The panel discussion gathers together the resources of the University’s Center for Crime & Justice Policy Research in the College of Arts and Sciences, the Moakley Center for Public Management in the Sawyer Business School and the Rappaport Center for Law and Public Service in the Law School.

It will take place from 4-5:30 p.m. Tuesday, Oct. 2, 2012, in the first-floor function room of Sargent Hall, 120 Tremont St., Boston. A book launch for Looking Beyond Suppression: Community Strategies to Reduce Gang Violence with editors Gebo and Bond will follow at 5:30 p.m.

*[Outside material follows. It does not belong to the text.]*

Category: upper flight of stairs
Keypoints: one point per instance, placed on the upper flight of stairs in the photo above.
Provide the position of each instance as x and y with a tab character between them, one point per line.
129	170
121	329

For live updates, follow @Suffolk_U on Twitter and use the hashtag: #ConfrontViolence.

About the editors 

Brenda Bond is an assistant professor in Suffolk University’s Sawyer Business School, Institute for Public Service. She works with police leaders across the nation on a variety of policy initiatives and is the co-author of a chapter in the book that describes the problems of tackling retaliatory violence in Lowell.

Erika Gebo is an associate professor of Sociology and research associate with the Center for Crime & Justice Policy Research at Suffolk University. She is co-author of a chapter in the book that describes an assessment tool for identifying Springfield youth on the continuum from those at risk for joining gangs and those who are hard-core members.